With the use of Anthropic’s Claude 3.5 Sonnet model on Amazon Bedrock, the system processes complex requests and generates contextually relevant responses. The serverless architecture provides scalability and responsiveness, and secure storage houses the studio’s vast asset library and knowledge base. Key AWS services used include:

• Amazon Bedrock – Including Anthropic’s Claude 3.5 Sonnet LLM, Stability AI’s Stable Diffusion 3 image generation, and knowledge base connectors
• AWS Lambda – For workflow execution
• Amazon API Gateway – For the Slack event handler
• Amazon Simple Storage Service (Amazon S3) – For arbitrary unstructured data
• Amazon DynamoDB – For persistent storage

The following diagram illustrates the solution architecture.

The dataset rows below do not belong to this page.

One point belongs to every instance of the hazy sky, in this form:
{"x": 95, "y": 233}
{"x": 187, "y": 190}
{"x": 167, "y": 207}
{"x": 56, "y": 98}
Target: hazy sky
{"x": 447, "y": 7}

The main components for this application are the Slack integration, the Amazon Bedrock integration, the Retrieval Augmented Generation (RAG) implementation, user management, and logging.

Slack integration

We use a two-function approach to meet Slack’s 3-second acknowledgment requirement. The incoming event from Slack is sent to an endpoint in API Gateway, and Slack expects a response in less than 3 seconds, otherwise the request fails. The first Lambda function, with reserved capacity, quickly acknowledges the event and forwards the request to the second function, where it can be handled without time restrictions. The setup handles time-sensitive responses while allowing for thorough request processing. We call the second function directly from the first function without using an event with Amazon Simple Notification Service (Amazon SNS) or a queue with Amazon Simple Queue Service (Amazon SQS) in between to keep the latency as low as possible.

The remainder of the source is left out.